Regarding stability: I ran a project monitoring large protein stability in storage over time (two years), testing buffers and temperatures. Main parameter for “stability” was enzyme activity; we also tested breakdown products—what are you getting in a dialysate? The pH often changes. Dilute solutions deteriorated more rapidly than concentrates under the same conditions. In electrophoresis (1-D) the bands get blurry with deterioration; you may also find poorer binding with specific antibody if the antigenic site has been affected. One test I wouldn't skip is IEP.
It depends of your disponibility of tools, instruments, resources, etc. I think the best one is to measure the protein activity. Other way, circular dicroism could be a good option.
DSC offers an unusual method for characterizing proteins in serum. See attached paper.
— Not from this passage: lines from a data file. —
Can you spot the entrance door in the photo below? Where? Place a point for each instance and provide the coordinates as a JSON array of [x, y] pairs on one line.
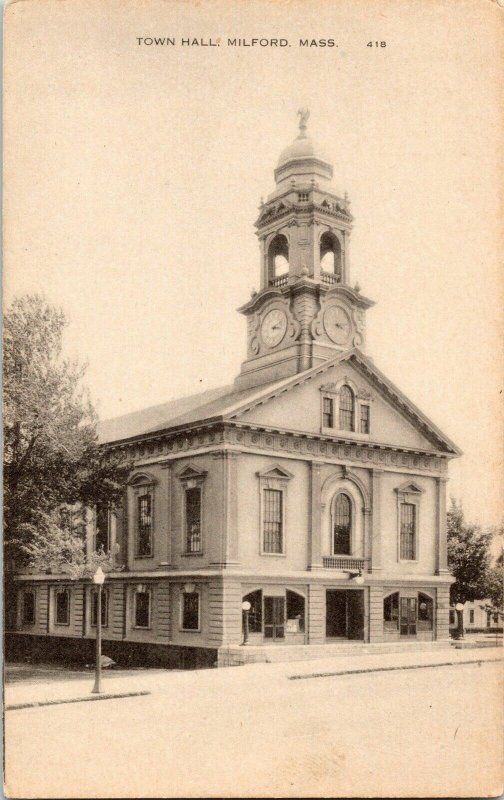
[[408, 615], [336, 614], [274, 618]]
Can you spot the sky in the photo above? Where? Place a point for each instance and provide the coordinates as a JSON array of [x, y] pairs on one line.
[[133, 175]]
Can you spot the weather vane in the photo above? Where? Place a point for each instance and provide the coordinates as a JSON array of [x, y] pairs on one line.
[[304, 114]]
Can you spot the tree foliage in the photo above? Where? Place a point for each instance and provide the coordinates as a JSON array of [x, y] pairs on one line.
[[468, 557], [51, 451]]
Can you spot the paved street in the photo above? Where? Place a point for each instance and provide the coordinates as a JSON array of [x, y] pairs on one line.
[[252, 731]]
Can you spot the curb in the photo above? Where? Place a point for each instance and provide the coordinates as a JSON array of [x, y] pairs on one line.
[[392, 669], [90, 699]]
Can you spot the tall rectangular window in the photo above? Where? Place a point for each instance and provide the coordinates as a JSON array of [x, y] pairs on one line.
[[144, 526], [62, 607], [142, 609], [272, 521], [28, 608], [102, 528], [193, 519], [346, 415], [94, 608], [190, 611], [408, 532], [364, 419], [327, 413]]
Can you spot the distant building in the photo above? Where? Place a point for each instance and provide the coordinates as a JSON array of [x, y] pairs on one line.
[[311, 488], [476, 617]]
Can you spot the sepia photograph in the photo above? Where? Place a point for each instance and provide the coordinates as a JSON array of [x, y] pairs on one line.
[[253, 413]]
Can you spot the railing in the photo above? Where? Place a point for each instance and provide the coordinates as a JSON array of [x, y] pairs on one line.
[[329, 277], [282, 280], [337, 562]]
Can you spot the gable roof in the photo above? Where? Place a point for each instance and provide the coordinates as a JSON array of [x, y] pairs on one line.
[[174, 413], [226, 403]]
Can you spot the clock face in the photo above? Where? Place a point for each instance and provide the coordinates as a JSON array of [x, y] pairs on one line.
[[274, 327], [337, 324]]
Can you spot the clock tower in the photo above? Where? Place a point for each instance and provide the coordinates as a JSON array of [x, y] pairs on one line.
[[306, 311]]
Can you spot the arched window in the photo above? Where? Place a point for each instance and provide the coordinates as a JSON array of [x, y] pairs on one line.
[[295, 612], [330, 254], [278, 257], [342, 525], [255, 613], [346, 416]]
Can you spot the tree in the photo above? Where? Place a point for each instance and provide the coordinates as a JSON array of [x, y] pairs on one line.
[[52, 457], [468, 559], [495, 592]]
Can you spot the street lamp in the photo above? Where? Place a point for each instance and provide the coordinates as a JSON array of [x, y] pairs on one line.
[[98, 580], [459, 607], [246, 606]]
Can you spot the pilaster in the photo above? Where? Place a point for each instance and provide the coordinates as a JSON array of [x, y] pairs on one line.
[[441, 542], [166, 489], [315, 521], [225, 614], [375, 523], [442, 612]]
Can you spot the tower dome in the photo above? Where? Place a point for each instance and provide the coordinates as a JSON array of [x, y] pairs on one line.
[[303, 159]]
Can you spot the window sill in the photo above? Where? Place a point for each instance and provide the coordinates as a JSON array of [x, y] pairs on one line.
[[274, 555], [361, 437]]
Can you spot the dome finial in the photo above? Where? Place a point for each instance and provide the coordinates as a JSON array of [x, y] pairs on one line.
[[304, 114]]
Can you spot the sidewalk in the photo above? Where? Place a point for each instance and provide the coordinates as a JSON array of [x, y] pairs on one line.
[[158, 681]]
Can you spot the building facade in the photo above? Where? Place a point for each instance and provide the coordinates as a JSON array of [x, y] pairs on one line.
[[311, 488]]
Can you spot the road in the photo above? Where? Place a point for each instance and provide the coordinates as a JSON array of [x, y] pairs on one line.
[[250, 732]]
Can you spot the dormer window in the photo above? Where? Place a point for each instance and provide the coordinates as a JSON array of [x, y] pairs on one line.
[[345, 407]]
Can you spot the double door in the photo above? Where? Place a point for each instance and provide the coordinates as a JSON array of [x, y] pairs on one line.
[[408, 616], [274, 618]]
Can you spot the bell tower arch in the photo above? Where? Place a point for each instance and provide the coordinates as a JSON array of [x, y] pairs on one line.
[[303, 230]]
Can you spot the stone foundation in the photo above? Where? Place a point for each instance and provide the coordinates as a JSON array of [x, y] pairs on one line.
[[78, 652]]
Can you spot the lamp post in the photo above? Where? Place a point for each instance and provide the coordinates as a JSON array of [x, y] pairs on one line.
[[459, 608], [246, 606], [98, 580]]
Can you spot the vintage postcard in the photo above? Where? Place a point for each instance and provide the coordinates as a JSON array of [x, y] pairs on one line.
[[253, 418]]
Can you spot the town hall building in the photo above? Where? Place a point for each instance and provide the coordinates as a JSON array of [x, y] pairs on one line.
[[311, 491]]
I have pdfs of 3 other related papers. Let me know if you are interested and I will send them. [email protected]
Affinity purification is a better tool provided the affinity ligand is known. Other wise pass the mixture through 5 KDa and 10 KDa cut off columns. You will get enough protein to evaluate through PAGE with 15% resolving. Alternatively, after passing through the columns the fraction can be subjected to HPLC/ MS
I understand the idea is monitoring the protein stability in human serum, why so many comments on isolation and purification? It is not necessary (I think).
If the problem is isolation, use affinity chromatography, although ultrafiltration through between 5 and 10 kDa and diafiltration is the easier way if yo have not the right column for chromatography.